公開日: : 最終更新日:2014/04/14 がん電話相談から 過去ログデータ

質問 前立腺がん、放射線治療を受けたい

55歳男性です。
2ヶ月前の健診でPSA値が10.8でした。
1ヶ月前に生検を行い、10本中1本からがんが見つかり、前立腺がんと診断されました。

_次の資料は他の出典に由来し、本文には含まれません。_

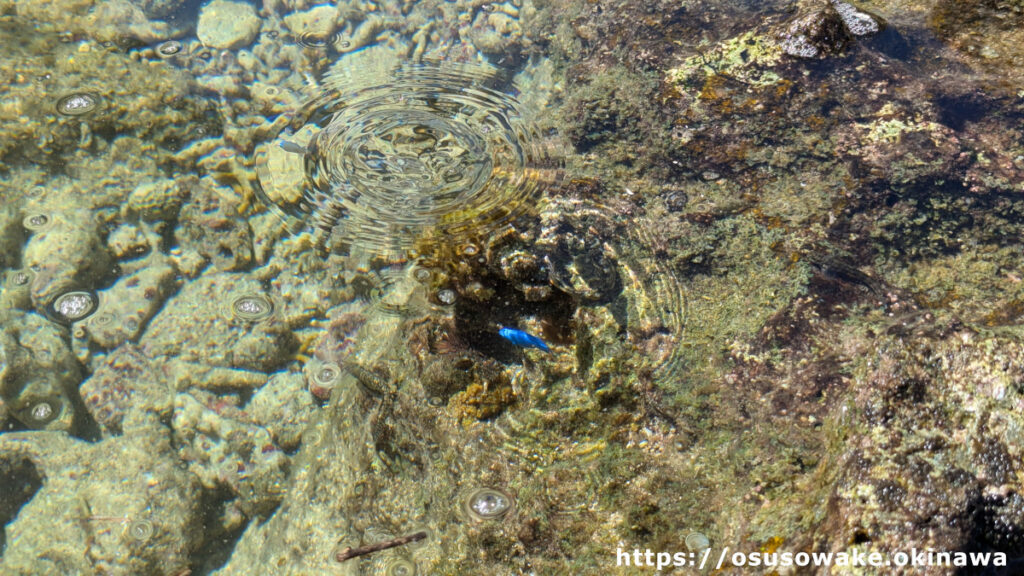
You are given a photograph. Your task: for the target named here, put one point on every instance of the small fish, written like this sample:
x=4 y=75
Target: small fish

グリーソンスコアは3+4=7で、骨シンチとCTで、転移はありませんでした。
主治医から手術を勧められましたが、放射線治療を受けたいのです。
私はまだ活動的で、これからの5年間のQOL(生活の質)が良い治療法を、また妻は出来るだけ再発のリスクが低い治療法を選びたいとそれぞれ思っています。

回答 手術と放射線治療の比較はできない

PSA再発率での放射線と手術の優劣は、PSA再発の定義が両者で異なりますので比較はできません。
また生存率で比較した場合、このような前立腺がんが直接の原因で10年以内になくなる方は少数なので、ほとんど差はでないと思われます。
放射線による副作用は、頻尿、排尿困難、排尿時痛、血尿、血便などで、手術による合併症としては手術中の直腸損傷、術後の尿失禁、性機能障害などがあります。
QOLで比較すると、排尿に関しては放射線が優れていますし、排便では手術のほうが優れています。

質問 手術と放射線どちらがいい?

手術と放射線のどちらを選択したらいいでしょう?

回答 手術のほうがすっきり治るでしょう。

手術と放射線のどちらがいいかはなかなか難しいことですが、
若い方だけに現在QOLを保つ治療を希望されるのはよくわかります。
もし、放射線治療後、15年ぐらいで再発した場合、その後何年もホルモン治療が必要になる場合があります。
手術で綺麗に取れば、手術のほうがすっきり治ります。
放射線治療の影響は長く残りますので、副作用が強めに出た場合や、頻度は高くないのですが、2次発がんの可能性を考慮しますと、50代の方にはまず手術を検討していただいています。

最近ではテレビで 切らない 切らずに治す治療というのが放送されていますが、
それは顔の眼球など手術が出来ない場所 えぐられると問題がある場所という印象がありますね。
手術して取ってしまえるのであれば取ったほうがいいという感じみたいですね。